Betty Goodwin


Betty Roodish Goodwin, was a Canadian printmaker, sculptor, painter, and installation artist. Her work is represented in many public collections, including the City of Burnaby Permanent Art Collection, Winnipeg Art Gallery, Musée d'art contemporain de Montréal, and the National Gallery of Canada and the Musée national des beaux-arts du Québec.

Early life

Goodwin was born in Montreal, the only child of Romanian immigrants Clare Edith and Abraham Roodish. She enjoyed painting and drawing as a child, and was encouraged by her mother to pursue art. Goodwin's father, a factory owner in Montreal, died when she was nine. After graduating from high school, she studied design at Valentine's Commercial School of Art in Montreal.

Career

Goodwin launched her career as a painter and printmaker in the late 1940s. Her work began to be exhibited in Montreal in the early '60s. In the 1960s, she enrolled in a printmaking class with Yves Gaucher at Sir George Williams University in Montreal. It was there where she began working with found objects and clothing in her prints, which brought her international attention. Dissatisfied with her work, she destroyed most of it and in 1968 she limited herself to drawing.
Goodwin represented Canada at the Tokyo International Print Biennial in 1974, and the Ljubljana Biennial of Graphic Arts in 1975. She received the Prix Paul-Émile Borduas in 1986.
Goodwin again represented Canada at the São Paulo Biennial in 1989.
Goodwin used a variety of media, including collage, sculpture, printmaking, painting and drawing, assemblage and etchings.

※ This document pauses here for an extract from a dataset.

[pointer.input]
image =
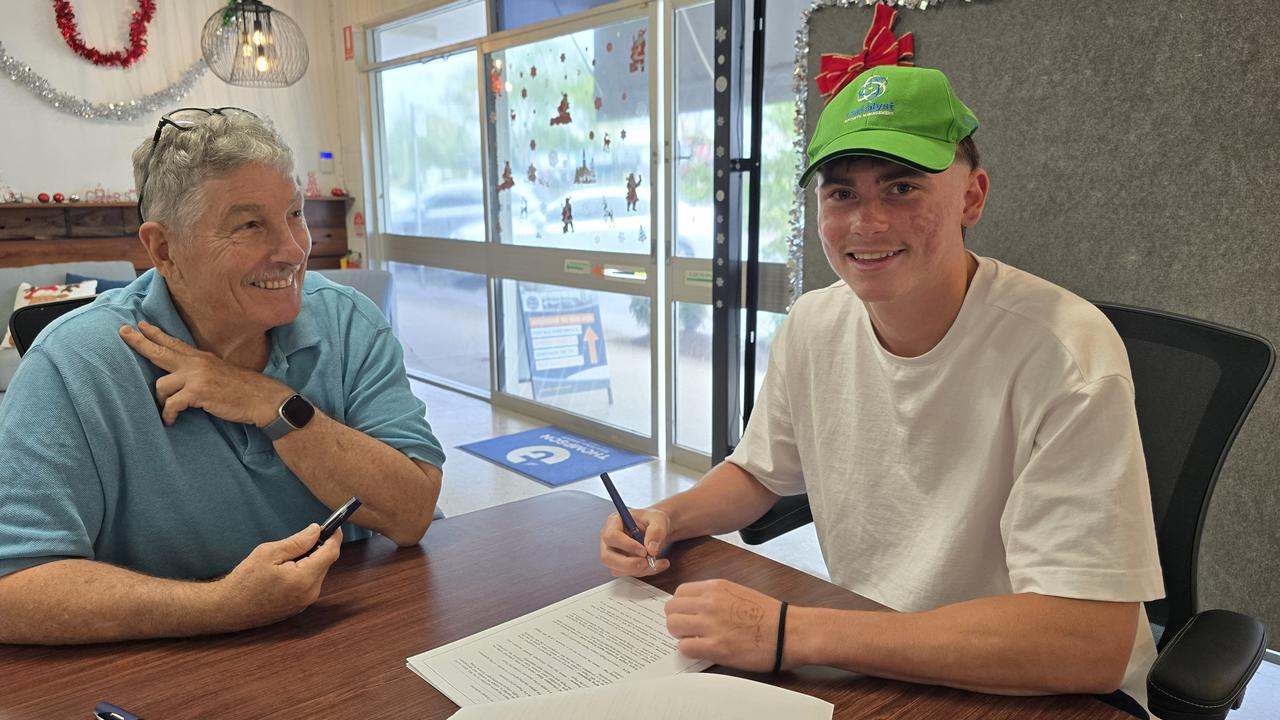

Her subject matter almost always revolves around the human form and deals with it in a highly emotional way. Many of her ideas came from clusters of photographs, objects or drawings on the walls in her studio. She also used the "germ" of ideas that are left after being erased from a work. During the 1950s and 60s Goodwin created still life paintings. She also depicted scenes of Montreal's Jewish Community.
Goodwin became interested in found objects, and how they held traces of life. She created copper plate impressions of items of clothing to produce a series of etchings, entitled Vest, which gained international attention. Goodwin created a series of wall hangings entitled Tarpaulin from 1972 to 1974, which she reworked to shape into sculptures and collages. She received the Victor Martyn Lynch-Staunton Award of the Canada Council for the Arts in 1981.
Over a period of six years beginning in 1982, Goodwin explored the human form in her drawing series Swimmers, this project used graphite, oil pastels and charcoal on translucent Mylar. The large-scale drawings depict solitary floating or sinking bodies, suspended in space. In 1986, to show the interaction of human figures she created her series Carbon using charcoal and wax to create drawings. She earned a John Simon Guggenheim Foundation Fellowship in 1988.
After representing Canada at the Venice Biennial in 1995, she was presented with the Gershon Iskowitz Prize of the Gershon Iskowitz Foundation and the Art Gallery of Ontario. In 1996 Goodwin donated 150 of her works to the Art Gallery of Ontario, which has the largest collection of her work. The Gallery staged a major retrospective that year, and she was awarded the Harold Town Prize. That year she was acknowledged with an exhibition at the National Gallery of Canada, Betty Goodwin: Signs of Life. In 2003, she was made an Officer of the Order of Canada. She died in December 2008 in Montreal.

Personal

She was married to Martin Goodwin, a civil engineer. Their son Paul died at 30 of a drug overdose.